Neurotransmitters and neurotrophins regulate nervous system development, and preservation and remodeling of adult neural circuits. Prominent roles are played by glutamate, major excitatory neurotransmitter, and brain-derived neurotrophic factor (BDNF). By activating their receptors and signaling pathways, these ligands regulate multiple neuronal processes, including survival. Physiological stimulation of N-methyl-d-aspartate type of glutamate receptors (NMDARs) induces neuronal survival through extracellular signal-regulated kinases (ERKs) activation, antioxidant defenses induction, and cAMP response element-binding protein (CREB) phosphorylation. In turn, CREB increases expression of BDNF and its receptor tropomyosin-related kinase B (TrkB). Neurotrophin receptors enhance neuronal survival via signaling cascades involving PI3K-Akt, ERK, CREB and nuclear factor kappa-B (NF-κB). Signaling requires large complexes formed at postsynaptic membranes by receptors and effectors. For instance, NMDAR association with ephrin receptor (Eph)B is critical for synaptic function, while EphB activation by ephrin-B modulates NMDAR-dependent calcium influx and receptor expression. Likewise, TrkB interacts with ephrin-A7 and EphA. In addition, Fyn tyrosine-kinase associates to TrkB and NMDAR-GluN2B, while neural Shc (N-Shc), a neurotrophin signaling adaptor, also regulates NMDAR function. Coordination of these receptors crosstalk requires their shared effector Kinase D-interacting substrate of 220 kDa (Kidins220), also known as ankyrin repeat-rich membrane spanning (ARMS). Kidins220 bears twelve ankyrin repeats, four trans-membrane (TM) segments forming a KAP-NTPase domain, a proline-rich region, a sterile alpha domain (SAM) and a PDZ ligand (PDZ-L) at the C-terminus. It interacts with Trk receptors and is obligatory for neurotrophin-sustained ERK activation and neuronal differentiation. In addition, Kidins220 associates with NMDARs and modulates their ERK signaling and neuronal survival.

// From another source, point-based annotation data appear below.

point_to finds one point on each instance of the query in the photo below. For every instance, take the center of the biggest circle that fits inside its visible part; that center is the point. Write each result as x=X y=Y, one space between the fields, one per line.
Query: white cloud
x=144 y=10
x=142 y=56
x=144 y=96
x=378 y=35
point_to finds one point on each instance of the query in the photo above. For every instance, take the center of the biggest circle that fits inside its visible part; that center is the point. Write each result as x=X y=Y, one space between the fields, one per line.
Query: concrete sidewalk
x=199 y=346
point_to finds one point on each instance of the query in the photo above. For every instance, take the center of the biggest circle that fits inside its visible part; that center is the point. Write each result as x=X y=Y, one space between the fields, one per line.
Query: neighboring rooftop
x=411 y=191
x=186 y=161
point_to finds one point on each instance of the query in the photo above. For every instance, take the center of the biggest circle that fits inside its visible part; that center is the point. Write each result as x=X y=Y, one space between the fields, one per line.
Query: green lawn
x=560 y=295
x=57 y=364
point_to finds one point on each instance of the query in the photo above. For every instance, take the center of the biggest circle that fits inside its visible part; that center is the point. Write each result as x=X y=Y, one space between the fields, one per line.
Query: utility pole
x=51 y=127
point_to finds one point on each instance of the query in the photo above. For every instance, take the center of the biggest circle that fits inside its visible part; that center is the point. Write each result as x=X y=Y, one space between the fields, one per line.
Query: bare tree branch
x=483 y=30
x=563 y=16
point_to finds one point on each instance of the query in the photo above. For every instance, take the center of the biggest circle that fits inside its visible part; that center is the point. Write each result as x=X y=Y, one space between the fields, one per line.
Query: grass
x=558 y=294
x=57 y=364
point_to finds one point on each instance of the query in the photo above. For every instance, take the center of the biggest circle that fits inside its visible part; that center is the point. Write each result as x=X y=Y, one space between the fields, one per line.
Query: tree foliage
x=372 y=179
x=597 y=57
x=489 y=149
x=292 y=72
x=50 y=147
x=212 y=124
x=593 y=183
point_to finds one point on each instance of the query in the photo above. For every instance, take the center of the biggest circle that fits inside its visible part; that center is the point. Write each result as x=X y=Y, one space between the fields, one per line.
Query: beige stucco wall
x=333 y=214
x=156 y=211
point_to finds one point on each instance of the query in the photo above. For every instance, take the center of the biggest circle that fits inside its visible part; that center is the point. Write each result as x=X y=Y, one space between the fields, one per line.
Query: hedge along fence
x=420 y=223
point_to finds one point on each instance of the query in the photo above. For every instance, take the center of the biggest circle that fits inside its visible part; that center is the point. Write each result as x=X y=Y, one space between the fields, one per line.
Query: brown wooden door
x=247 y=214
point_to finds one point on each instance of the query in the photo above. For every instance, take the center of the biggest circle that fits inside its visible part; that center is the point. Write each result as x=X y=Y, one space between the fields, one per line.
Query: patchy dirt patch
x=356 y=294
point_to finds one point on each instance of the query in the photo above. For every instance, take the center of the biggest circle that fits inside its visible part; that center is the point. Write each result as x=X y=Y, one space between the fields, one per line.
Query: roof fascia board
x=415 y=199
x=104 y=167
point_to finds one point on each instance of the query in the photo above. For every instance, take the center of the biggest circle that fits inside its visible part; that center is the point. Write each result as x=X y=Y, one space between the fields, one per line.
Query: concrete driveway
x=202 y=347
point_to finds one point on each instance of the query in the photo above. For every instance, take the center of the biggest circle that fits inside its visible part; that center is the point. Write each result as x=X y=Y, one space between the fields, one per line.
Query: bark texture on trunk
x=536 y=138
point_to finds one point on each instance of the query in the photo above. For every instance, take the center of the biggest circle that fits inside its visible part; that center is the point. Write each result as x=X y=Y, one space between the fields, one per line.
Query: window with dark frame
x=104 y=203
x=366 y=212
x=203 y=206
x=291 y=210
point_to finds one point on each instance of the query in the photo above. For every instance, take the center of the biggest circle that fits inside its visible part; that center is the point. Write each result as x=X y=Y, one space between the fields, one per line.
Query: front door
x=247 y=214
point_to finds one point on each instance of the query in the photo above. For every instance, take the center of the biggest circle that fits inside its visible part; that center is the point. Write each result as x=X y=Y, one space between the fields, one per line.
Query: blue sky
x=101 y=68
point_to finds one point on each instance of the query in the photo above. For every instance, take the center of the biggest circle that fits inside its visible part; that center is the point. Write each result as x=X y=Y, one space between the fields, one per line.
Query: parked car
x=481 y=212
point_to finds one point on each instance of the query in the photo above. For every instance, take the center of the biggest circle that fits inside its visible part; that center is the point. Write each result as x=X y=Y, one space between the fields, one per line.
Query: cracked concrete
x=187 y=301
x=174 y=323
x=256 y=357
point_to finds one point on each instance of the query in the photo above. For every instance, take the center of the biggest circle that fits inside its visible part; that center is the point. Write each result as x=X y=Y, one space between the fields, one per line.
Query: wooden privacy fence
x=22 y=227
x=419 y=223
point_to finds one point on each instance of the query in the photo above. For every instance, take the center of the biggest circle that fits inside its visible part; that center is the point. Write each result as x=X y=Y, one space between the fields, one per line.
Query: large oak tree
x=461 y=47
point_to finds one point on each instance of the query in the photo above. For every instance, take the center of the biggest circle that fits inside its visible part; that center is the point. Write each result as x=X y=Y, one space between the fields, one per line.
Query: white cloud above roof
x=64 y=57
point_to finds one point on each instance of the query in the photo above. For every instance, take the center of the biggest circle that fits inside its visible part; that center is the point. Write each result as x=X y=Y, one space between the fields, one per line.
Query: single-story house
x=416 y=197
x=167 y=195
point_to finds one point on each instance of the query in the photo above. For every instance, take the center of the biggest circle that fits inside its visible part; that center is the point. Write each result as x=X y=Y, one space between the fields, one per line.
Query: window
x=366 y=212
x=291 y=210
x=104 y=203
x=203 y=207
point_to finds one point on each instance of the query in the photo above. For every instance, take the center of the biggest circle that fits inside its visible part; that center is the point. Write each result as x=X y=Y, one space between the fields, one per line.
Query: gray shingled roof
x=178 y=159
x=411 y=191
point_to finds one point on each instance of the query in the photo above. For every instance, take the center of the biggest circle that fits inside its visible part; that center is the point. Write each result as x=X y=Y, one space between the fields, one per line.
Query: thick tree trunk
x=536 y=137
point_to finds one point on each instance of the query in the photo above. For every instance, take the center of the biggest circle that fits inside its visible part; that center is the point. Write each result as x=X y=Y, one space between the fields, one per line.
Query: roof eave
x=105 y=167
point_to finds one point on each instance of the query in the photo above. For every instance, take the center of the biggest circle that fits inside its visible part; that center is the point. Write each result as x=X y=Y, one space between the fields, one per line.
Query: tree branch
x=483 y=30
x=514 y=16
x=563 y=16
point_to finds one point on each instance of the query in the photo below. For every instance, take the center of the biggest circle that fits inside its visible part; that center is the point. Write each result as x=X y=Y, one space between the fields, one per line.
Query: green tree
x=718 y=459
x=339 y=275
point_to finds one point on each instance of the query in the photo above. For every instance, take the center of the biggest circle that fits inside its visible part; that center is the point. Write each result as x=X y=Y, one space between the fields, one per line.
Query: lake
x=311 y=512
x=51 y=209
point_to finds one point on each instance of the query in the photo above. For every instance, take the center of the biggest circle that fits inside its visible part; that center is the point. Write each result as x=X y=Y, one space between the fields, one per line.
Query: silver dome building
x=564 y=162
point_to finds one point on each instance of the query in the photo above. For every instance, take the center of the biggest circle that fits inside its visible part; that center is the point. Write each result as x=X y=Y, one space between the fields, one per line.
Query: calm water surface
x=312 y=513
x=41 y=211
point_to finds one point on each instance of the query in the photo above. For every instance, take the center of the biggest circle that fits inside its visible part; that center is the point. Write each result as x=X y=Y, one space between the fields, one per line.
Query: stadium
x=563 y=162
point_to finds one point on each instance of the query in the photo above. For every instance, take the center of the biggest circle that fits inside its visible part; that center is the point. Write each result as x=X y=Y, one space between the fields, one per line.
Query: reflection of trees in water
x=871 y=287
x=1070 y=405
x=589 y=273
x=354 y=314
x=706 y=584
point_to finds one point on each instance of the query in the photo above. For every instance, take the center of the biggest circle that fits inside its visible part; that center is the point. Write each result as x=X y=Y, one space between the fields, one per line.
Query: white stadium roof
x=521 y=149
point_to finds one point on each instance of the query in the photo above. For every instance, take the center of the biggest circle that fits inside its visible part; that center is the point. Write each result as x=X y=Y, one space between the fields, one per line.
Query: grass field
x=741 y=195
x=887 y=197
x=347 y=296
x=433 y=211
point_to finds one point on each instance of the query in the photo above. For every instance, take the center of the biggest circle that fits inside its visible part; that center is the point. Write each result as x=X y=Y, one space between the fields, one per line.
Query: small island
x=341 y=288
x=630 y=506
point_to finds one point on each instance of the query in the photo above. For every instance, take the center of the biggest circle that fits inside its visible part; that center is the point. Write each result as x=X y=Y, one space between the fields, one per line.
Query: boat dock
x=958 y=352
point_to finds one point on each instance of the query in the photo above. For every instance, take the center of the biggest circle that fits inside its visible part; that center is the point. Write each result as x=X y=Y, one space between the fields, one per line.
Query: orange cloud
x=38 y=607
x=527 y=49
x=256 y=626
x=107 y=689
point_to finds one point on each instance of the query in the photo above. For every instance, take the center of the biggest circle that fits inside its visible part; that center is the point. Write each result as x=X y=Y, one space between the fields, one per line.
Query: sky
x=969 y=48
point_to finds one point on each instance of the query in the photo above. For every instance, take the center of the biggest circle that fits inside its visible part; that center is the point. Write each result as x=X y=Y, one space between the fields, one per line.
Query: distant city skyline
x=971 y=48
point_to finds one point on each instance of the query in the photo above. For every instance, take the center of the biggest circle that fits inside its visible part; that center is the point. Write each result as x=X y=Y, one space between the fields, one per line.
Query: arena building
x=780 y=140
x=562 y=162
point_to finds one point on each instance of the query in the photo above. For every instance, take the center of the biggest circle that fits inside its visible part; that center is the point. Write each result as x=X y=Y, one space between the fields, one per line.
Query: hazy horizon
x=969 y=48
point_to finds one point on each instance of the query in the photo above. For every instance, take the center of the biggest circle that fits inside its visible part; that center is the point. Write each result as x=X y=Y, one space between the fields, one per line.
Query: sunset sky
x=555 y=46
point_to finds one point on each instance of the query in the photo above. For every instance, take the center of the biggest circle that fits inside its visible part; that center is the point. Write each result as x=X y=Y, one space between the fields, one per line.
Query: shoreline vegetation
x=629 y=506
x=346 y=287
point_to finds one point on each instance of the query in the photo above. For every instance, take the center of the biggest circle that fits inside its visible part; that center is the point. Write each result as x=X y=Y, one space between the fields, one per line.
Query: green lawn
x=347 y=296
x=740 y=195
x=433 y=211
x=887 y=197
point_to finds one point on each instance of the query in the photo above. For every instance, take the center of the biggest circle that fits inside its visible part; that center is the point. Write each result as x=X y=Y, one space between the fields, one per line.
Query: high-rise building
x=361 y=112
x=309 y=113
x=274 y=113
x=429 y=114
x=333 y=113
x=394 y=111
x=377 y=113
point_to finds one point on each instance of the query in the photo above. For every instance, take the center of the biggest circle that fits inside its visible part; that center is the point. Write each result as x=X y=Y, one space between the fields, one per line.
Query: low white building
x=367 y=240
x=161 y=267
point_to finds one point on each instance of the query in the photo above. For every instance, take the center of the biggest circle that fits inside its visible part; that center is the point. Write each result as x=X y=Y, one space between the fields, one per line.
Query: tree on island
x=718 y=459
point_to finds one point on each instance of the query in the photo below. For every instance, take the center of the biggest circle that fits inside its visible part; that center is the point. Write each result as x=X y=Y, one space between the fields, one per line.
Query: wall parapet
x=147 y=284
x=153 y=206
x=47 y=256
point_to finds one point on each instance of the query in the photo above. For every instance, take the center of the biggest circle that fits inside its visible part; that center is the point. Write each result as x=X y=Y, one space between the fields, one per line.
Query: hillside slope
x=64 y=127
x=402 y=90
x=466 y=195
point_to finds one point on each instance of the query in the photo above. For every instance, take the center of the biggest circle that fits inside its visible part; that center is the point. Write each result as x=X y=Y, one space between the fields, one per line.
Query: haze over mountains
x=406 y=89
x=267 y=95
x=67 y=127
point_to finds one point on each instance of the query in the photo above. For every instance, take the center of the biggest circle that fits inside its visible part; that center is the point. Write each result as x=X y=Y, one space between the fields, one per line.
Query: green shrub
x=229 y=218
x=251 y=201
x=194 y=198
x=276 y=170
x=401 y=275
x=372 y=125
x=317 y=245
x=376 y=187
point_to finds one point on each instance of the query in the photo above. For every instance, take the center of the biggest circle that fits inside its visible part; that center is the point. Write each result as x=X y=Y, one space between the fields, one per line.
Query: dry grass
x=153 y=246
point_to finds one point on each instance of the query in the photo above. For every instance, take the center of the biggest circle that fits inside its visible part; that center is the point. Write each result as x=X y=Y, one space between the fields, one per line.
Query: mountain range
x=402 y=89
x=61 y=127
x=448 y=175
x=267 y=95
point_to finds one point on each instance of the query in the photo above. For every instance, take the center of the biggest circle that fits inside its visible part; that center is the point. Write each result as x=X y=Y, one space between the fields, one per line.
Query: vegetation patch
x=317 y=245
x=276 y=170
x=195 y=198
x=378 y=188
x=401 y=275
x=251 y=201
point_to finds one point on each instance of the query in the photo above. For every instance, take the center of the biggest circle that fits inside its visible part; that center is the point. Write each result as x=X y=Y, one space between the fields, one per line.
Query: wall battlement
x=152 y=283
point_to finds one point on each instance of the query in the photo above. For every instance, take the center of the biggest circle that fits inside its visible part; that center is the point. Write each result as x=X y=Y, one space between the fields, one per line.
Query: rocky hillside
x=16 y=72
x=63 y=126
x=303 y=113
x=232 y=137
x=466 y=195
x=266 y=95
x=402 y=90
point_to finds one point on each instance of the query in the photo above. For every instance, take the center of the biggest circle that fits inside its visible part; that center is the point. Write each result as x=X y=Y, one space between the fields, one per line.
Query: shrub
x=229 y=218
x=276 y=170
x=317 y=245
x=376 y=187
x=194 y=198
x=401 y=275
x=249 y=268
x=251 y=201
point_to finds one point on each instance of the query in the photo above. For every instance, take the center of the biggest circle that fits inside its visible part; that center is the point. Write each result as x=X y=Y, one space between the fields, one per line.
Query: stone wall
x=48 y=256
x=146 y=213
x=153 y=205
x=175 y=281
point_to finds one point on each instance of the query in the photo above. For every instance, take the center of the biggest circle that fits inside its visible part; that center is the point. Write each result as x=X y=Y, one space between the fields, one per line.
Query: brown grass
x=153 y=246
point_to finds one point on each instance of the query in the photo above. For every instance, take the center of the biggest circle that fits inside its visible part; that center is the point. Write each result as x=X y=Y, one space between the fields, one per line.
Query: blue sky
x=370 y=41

Excitotoxicity is a specific neuronal-death process due to NMDAR overstimulation that contributes to neurodegeneration in acute disorders (ischemia, trauma and epilepsy) or chronic neurodegenerative diseases (Alzheimer’s, Parkinson’s or Huntington’s). Defective neurotrophic support and signaling are also involved in neurodegeneration. Altogether, these conditions cause high mortality and/or neurological impairment representing a social and health challenge. As there are no satisfactory treatments, it is capital to characterize excitotoxic mechanisms and how they affect proteins fundamental to survival/death choices in order to develop novel therapies. We discovered decreases in NMDAR and TrkB signaling during excitotoxicity due to activation of the Ca 2+-dependent protease calpain and transcriptional inhibition. Similar mechanisms control Kidins220 downregulation that contributes to neuronal death after NMDAR overactivation. Indeed, Kidins220 is crucial for neuronal survival as its knockdown decreases ERK activation and neuronal viability and enhances excitotoxic death. This key role in neuronal life/death decisions points to Kidins220 as a novel therapeutic target for neuroprotection. As calpain processing is the major mechanism of Kidins220 downregulation in excitotoxicity, we approach here the design of a neuroprotective peptide able to prevent Kidins220 calpain-dependent loss. First, we analyzed Kidins220 processing and identified a major calpain cleavage site within its C-terminus. We then designed a cell-penetrating peptide (CPP) containing the identified calpain site fused to a HIV-1 Tat protein basic domain, which confers membrane permeability and capability of crossing the blood–brain barrier (BBB). Transduction of this peptide reduced Kidins220 calpain processing upon excitotoxicity and significantly increased neuronal viability.
To develop a neuroprotective strategy based on prevention of Kidins220 calpain processing induced by excitotoxicity, we first characterized cleavage topology and kinetics. We treated mature cortical neurons of 14 days in vitro (DIVs) with high concentrations of NMDAR co-agonists, NMDA and glycine, and analyzed Kidins220 by immunoblot using antibodies recognizing a C-terminal peptide (Kid-Ct) or the N-terminal region (Kid-Nt).